Sonic representations of place, sometimes called "soundmaps," challenge traditional assumptions of what maps can do and offer new ways of participating in documentary practice. Soundmaps extend opportunities for defining place and expressing local culture, and they offer the added dimension of time. By enabling the integration of sound, text, still and moving images, mapping uniquely allows for more choices of representation and documentation without necessarily privileging one form above the rest. By doing so, voice is given to more ways of knowing and expressing—including 'remixing', for example—in a way that recognizes and affirms the diversity of experiences and representations within communities. (see External Links)

The emergence of the Geoweb is another example of how changes in the ways people document geographical space is also broadening notions of documentary practice. Geoweb refers to virtual maps or "geobrowsers" such as Google Earth that allow users to search for images, texts, videos or other media content through interactive, photographic maps of the earth. All information on a geoweb is organized by geographic tags tied to a particular location on the map. Since its inception, usage of the Geoweb has been widespread and varied; including recreational, humanitarian, political and military uses. (see External Links) New mapping technologies make new documentary practices imaginable by allowing documentary producers to locate, store, share, and network images and information that capture the ever-shifting landscapes of the world, updated in real-time.

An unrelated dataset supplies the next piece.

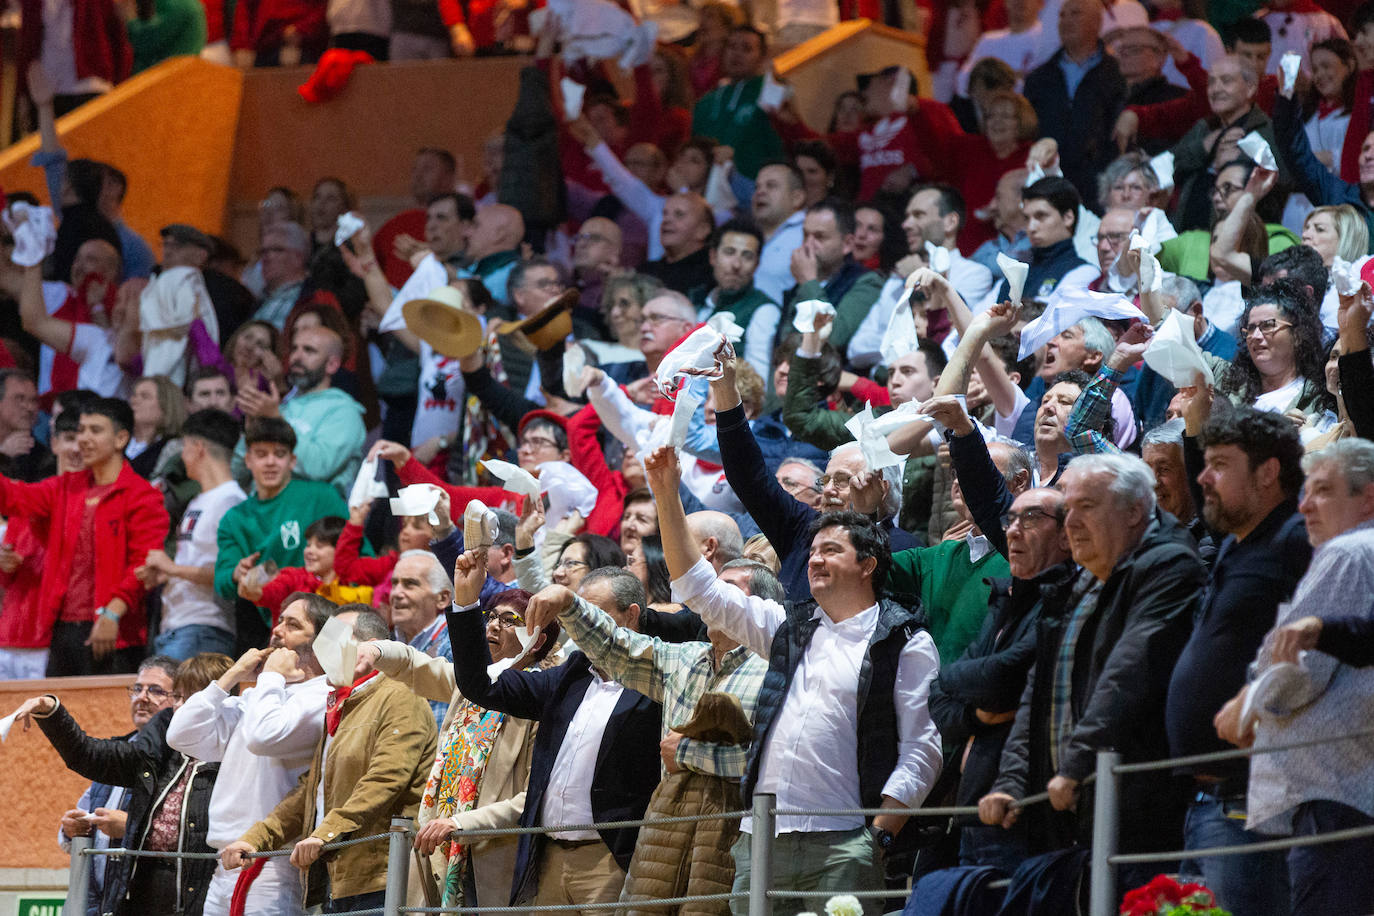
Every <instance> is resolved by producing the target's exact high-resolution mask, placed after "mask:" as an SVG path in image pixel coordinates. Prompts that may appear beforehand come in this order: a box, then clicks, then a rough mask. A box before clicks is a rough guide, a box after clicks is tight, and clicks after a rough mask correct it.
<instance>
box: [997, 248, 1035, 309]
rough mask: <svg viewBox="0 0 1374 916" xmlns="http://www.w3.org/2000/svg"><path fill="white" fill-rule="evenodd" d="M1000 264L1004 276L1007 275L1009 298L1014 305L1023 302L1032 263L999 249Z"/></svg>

On the global scale, access to new media with potential to generate new documentary practices is still confined to an economically privileged few, giving rise to the digital divide. However, the first digital divide was largely due to economics and politics of broadband cable and expensive computers needed to access the internet. With the proliferation of wireless networks and mobile phones, the divide has diminished considerably, as more remote areas are easier to reach through wireless signals and mobile devices are far less expensive than computers. While there is great potential for new technologies to continue to broaden definitions of documentary practice, enabling more people to collaborate and “document from within” their own communities, questions about who controls and regulates the networks and distribution methods as well as the increasingly advanced skill needed to fully participate in emerging practices will likely be a core question for some time.